The 332nd is deployed to Ramitelli, Italy to provide escort for B-17 Flying Fortress heavy bombers, which are experiencing heavy losses. During this deployment, Hannibal and Billy sink a destroyer. Billy is shot down, while Hannibal is promoted to captain and awarded the Distinguished Flying Cross. In their next mission, the Tuskegee Airmen are assigned to escort the bombers on a raid on Berlin. As time goes on, the group's reputation grows to the point that a bomber pilot specifically asks for them as escorts, even though he knows the pilots are black. He trusts the black pilots more than the white pilot escorts.
At the end, the film details the unit's accomplishments: 66 out of the 450 Tuskegee Airmen died in battle, they engaged and defeated Me 262s, the first operational jet fighters, and they were awarded a total of 850 medals over the course of the war.
|Laurence Fishburne||Hannibal "Iowa" Lee Jr.|
|Allen Payne||Walter Peoples|
|Malcolm-Jamal Warner||Leroy Cappy|
|Courtney B. Vance (as Courtney Vance)||Lt. Glenn|
|Andre Braugher||Benjamin O. Davis|
|Christopher McDonald (as Chris McDonald)||Maj. Joy|
|Daniel Hugh Kelly||Col. Rogers|
|John Lithgow||Sen. Conyers|
|Cuba Gooding Jr.||Billy "A-Train" Roberts|
|Mekhi Phifer||Lewis Johns|
|Christopher Bevins||Young Hannibal|
|Eddie Braun||Tail gunner|
|Max Daniels||Left waist gunner|
|Jack Dwyer||Operations officer|
|James Field (as James T. Fields)||Conductor|
|Vivica A. Fox (as Vivica Fox)||Charlene|
A full cast and production crew list is too lengthy to include, see: IMDb profile.

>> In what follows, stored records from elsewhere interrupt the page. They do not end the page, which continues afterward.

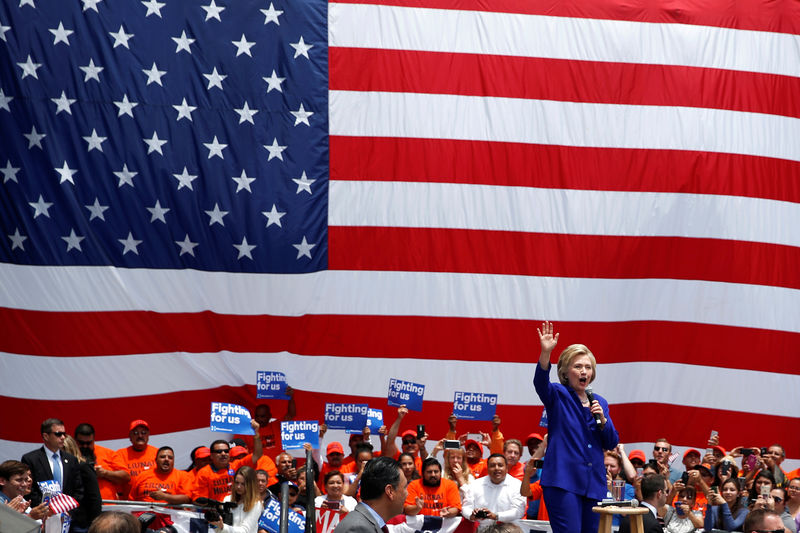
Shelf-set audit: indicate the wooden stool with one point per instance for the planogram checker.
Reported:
(607, 513)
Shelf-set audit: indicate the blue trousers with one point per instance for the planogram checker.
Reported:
(569, 512)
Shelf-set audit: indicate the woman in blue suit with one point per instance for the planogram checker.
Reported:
(573, 476)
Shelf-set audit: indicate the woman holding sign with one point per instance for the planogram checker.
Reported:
(579, 429)
(247, 513)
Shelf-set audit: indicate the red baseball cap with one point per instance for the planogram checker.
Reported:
(202, 453)
(637, 454)
(334, 447)
(137, 423)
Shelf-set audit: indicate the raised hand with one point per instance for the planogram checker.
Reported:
(547, 340)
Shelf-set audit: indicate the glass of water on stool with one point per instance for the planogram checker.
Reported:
(617, 489)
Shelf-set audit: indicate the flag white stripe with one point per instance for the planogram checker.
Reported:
(577, 212)
(478, 118)
(400, 294)
(164, 373)
(509, 34)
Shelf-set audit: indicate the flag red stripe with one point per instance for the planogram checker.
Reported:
(357, 69)
(580, 256)
(781, 16)
(563, 167)
(90, 334)
(110, 417)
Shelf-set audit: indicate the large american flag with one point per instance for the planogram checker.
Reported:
(347, 192)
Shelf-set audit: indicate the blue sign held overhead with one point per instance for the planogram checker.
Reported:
(474, 405)
(352, 416)
(406, 393)
(271, 385)
(230, 418)
(270, 519)
(295, 433)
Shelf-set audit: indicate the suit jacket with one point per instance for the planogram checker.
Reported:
(649, 522)
(360, 520)
(39, 464)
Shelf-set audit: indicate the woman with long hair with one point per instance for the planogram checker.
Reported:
(579, 429)
(726, 510)
(334, 497)
(249, 508)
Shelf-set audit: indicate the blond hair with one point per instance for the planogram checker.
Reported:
(569, 355)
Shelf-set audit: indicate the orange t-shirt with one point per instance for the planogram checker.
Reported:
(478, 469)
(216, 484)
(537, 493)
(135, 463)
(107, 459)
(434, 498)
(176, 482)
(270, 438)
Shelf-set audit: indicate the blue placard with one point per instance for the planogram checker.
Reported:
(352, 416)
(271, 385)
(474, 405)
(230, 418)
(374, 422)
(406, 393)
(294, 433)
(270, 519)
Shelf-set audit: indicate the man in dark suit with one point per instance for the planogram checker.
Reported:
(52, 462)
(654, 495)
(383, 493)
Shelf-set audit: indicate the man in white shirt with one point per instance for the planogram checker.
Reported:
(494, 497)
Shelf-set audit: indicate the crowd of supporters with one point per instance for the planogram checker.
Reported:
(476, 479)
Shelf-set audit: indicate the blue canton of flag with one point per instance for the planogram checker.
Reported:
(164, 134)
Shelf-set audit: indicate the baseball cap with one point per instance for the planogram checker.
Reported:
(534, 436)
(137, 423)
(637, 454)
(334, 447)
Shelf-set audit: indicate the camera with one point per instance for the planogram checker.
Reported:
(216, 510)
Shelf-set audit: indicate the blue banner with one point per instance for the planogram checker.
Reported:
(406, 393)
(271, 385)
(230, 418)
(474, 405)
(270, 519)
(352, 416)
(294, 433)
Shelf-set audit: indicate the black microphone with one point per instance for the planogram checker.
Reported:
(590, 396)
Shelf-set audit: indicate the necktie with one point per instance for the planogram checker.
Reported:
(57, 469)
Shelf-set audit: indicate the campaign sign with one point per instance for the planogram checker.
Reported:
(230, 418)
(406, 393)
(295, 433)
(270, 519)
(346, 415)
(51, 486)
(474, 405)
(271, 385)
(374, 422)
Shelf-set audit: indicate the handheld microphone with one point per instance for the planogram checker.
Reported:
(590, 396)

Originally intended as an Home Box Office made-for-TV project, (HBO) invested more into the production, a reputed $8.5 million (the largest investment in a telefilm project to date) striving for historical accuracy. Although most of the lead characters were fictitious composites of real pilots, the inclusion of Eleanor Roosevelt and General Benjamin "B.O." Davis was based on actual events. When First Lady Eleanor Roosevelt visited Tuskegee Army Air Field in 1941, she insisted on flying with Charles Alfred Anderson, the first African American to earn his pilot's license and the first flight instructor of the Civilian Pilot Training Program (CPTP) organized at the Tuskegee Institute. She had the photograph of her in a training aircraft with a black pilot at the controls widely circulated. Additionally, Andre Braugher's portrayal of "B.O." Davis and his role as the commanding officer pointedly was an accurate depiction of the unit's first commander.

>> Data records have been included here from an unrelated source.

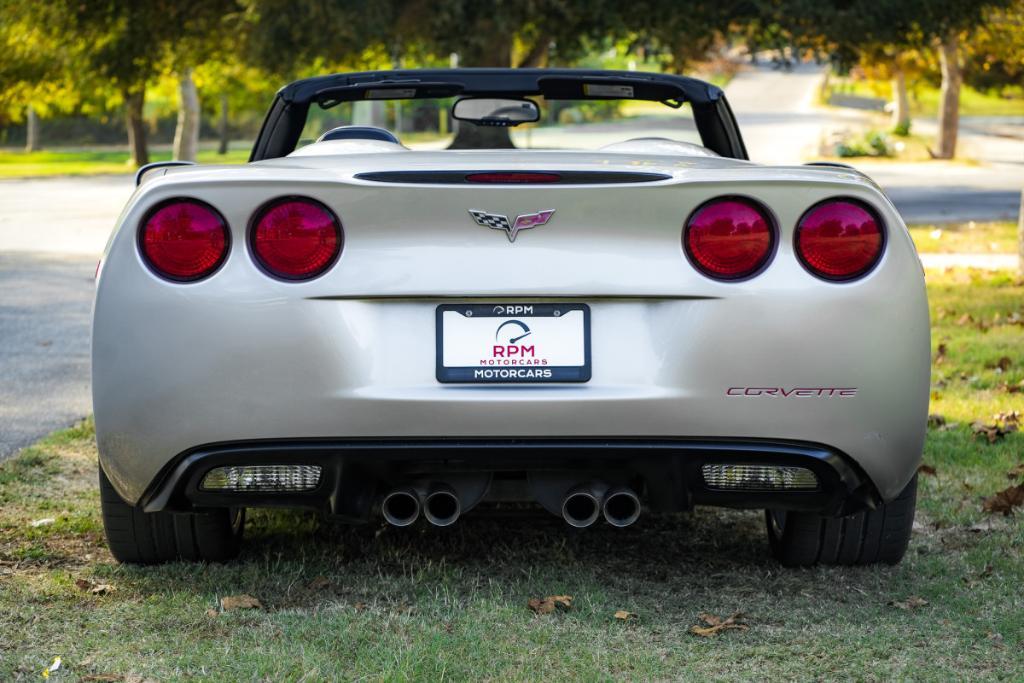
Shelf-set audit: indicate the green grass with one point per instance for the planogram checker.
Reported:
(428, 604)
(86, 162)
(970, 238)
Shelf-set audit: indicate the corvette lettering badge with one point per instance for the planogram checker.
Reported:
(501, 222)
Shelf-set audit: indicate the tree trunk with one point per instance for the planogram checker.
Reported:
(1020, 237)
(186, 133)
(901, 103)
(538, 53)
(497, 52)
(222, 125)
(136, 127)
(949, 96)
(31, 130)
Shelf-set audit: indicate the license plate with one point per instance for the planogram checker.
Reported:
(519, 342)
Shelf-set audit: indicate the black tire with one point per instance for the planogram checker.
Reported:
(151, 538)
(870, 537)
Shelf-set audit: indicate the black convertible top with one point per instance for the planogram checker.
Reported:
(287, 117)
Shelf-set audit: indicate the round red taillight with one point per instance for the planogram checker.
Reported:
(183, 240)
(839, 240)
(295, 238)
(729, 238)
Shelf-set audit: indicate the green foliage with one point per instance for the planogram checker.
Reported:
(871, 143)
(902, 129)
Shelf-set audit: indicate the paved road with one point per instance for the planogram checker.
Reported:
(44, 344)
(52, 230)
(51, 233)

Location shooting took place at Fort Chaffee, right outside of Fort Smith, Arkansas. The barracks had been used in the filming of Biloxi Blues (1988), another wartime story. The principal photography also utilized locations at Juliette, Georgia, Muskogee, Oklahoma as well as studio work in Los Angeles, California. A collection of period aircraft including T-6 Texans and P-51 Mustangs were representative of the many types flown by the Tuskegee Airmen. A small number of authentic P-51 fighter aircraft in appropriate "red tail" colors was employed in the aerial sequences. A limited number of period gun-ciné films were also used.
Although shortcomings were noted by critics generally focusing on clichéd dialogue and slow, stagey scenes, however, the overall impression by the public was nearly universally favorable. An excellent ensemble cast that was balanced by the use of realistic aerial footage were often cited as significant. The main theme of racial discrimination was also an emotional touchstone for many audience members. The Tuskegee Airmen rather than being "preachy" depicted the real-life struggles of the black airmen and is considered a resource in many educational programs based on the Black American experience.
At the 1996 Image Awards, The Tuskegee Airmen won as Outstanding Television Movie or Mini-Series while Fishburne won as Outstanding Actor in a Television Movie, Mini-Series. Cuba Gooding Jr. along with Braugher were further nominated as supporting actors.
Fishburne was also nominated for the 1996 Golden Globe in the Best Television Actor - Miniseries or Movie category.